Optimal Sprinting Performance: A Foot Fetish
Jason Cholewa – Follow me on twitter
Powerful Feet for Powerful Athletes
What is the missing link in training for athletic performance? If you are in my KHP350 Strength and Conditioning class you no doubt have heard me discuss ad nauseum the importance of glutei training for strength and power during running and jumping. But what if your athlete’s have highly functioning glutei and great strength, power, and mechanics, what else can be done? The answer is so simple, it might surprise you: train the toes!

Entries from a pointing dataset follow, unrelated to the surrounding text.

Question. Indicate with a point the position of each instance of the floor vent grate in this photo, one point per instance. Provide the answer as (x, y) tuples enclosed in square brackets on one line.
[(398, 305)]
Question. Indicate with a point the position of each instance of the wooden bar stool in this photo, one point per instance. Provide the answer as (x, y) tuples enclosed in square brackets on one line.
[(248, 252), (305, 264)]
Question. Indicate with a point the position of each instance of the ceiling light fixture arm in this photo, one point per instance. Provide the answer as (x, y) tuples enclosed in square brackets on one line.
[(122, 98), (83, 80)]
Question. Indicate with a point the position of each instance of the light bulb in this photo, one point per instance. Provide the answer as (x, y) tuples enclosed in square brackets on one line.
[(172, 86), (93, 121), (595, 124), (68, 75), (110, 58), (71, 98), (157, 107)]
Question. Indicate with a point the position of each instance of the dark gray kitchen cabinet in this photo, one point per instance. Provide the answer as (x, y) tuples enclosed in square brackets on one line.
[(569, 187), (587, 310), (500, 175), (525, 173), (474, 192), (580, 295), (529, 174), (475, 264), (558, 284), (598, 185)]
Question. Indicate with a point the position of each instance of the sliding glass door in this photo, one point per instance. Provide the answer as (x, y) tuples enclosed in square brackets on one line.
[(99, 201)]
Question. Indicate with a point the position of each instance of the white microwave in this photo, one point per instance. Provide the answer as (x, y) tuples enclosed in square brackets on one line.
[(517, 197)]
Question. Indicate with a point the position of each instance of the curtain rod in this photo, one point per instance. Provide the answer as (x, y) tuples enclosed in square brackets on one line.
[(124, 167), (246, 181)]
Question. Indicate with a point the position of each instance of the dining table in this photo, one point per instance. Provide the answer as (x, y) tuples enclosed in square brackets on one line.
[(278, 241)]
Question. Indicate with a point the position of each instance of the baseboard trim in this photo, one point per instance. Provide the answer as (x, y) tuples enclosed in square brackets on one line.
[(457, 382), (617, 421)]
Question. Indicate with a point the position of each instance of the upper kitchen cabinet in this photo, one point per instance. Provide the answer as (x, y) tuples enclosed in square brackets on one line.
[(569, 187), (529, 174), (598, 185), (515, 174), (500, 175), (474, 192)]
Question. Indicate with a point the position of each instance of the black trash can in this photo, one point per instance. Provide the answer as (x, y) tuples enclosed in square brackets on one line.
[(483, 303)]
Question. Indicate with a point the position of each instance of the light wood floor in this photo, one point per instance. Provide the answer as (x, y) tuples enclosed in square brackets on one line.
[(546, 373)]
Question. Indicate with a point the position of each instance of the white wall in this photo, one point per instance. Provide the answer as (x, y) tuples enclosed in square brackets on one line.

How Important is the Large Toe?
Interestingly, Lee and Piazza (2009) reported that elite sprinters had longer toes than non-sprinters. The researchers demonstrated that longer toes permitted a greater maximal forward driving force at toe push-off during sprinting. It’s quite evident that the metatarsal phalangeal joint (MPJ) is the final link between powerful hip, knee, and ankle extensors force generation and the ground. Additionally, the MPJ displays the greatest range of motion in the sagittal plane of any foot joints. Anatomically, the long head of the toe flexor muscle group comprises 10% of lower leg musculature (Wickiewicz et al., 1983). The short head of the toe flexor muscle group comprises 80% of foot musculature (Kura et al., 1997).
Big toe flexor muscles
Observe the image below, the force generated during the triple extension in sprinting is transferred through the MPJ into the ground. The degree of MPJ hyperextension (the loss of foot rigidity) represents inefficiency in ability of the athlete to apply maximal force into the ground. I liken this effect to being asked to hop on repetitively and quickly on the balls of your feet. In the optimal case your ankle remains fairly rigid and you sprint back up with each landing. In the case of inefficiency, each time you land your ankle flexes significantly (i.e.: is unable to maintain stiffness) and your heel taps the ground.
The greater the degree of big toe dorsiflexion (hyper-extension) the larger to loss of forces transmitted into the track.
Another reason training the large toe flexors are important may be injury prevention. Ray Lewis, one of the toughest Line Backers to play in the NFL, missed several weeks due to a sprain at the MPJ (turf toe). Turf toe can occur when the ability to resist MPH hyper-extension (toe flexor strength) is inadequate, especially during high velocity situations, such as sports (image below).
How Adaptable are the Big Toe Flexors?
Goldmann et al. (2012) trained 15 recreational athletes for seven weeks. The training program involved subjects performing 4 sets of 5 isometric repetitions (3 s contraction, 3 s relaxation) with 90% of maximal voluntary contractile force 4 times per week. Subjects continued their daily activities, but were restricted from starting a new exercise program. A control group of 12 equally matched subjects continued their daily activities with no additional toe training.
Seven weeks of isometrical toe training improved MPJ flexion force production by 60-70%. Ankle plantar force also increased with toe training. Collectively, one might expect to see an increase in ankle or MPJ power during walking, jogging, or vertical jumping; however, there were no differences between groups, possibly due to the lower external MPJ hyper-extension forces exerted during these movements.
In contrast, the horizontal jump generates three times the maximal external MPJ hyper-extension forces compared to jogging or jumping vertically (see image below). This occurs because the athlete must move the center of mass past the toes as takeoff occurs, compared to the vertical jump where the center of mass stays slightly behind the toes. Ironically, the movement in the horizontal jump is very similar to that during maximal velocity sprinting. In simple terms, more force is lost as the toe bends during horizontal jumping (and likely sprinting) compared to jogging or vertical jumping.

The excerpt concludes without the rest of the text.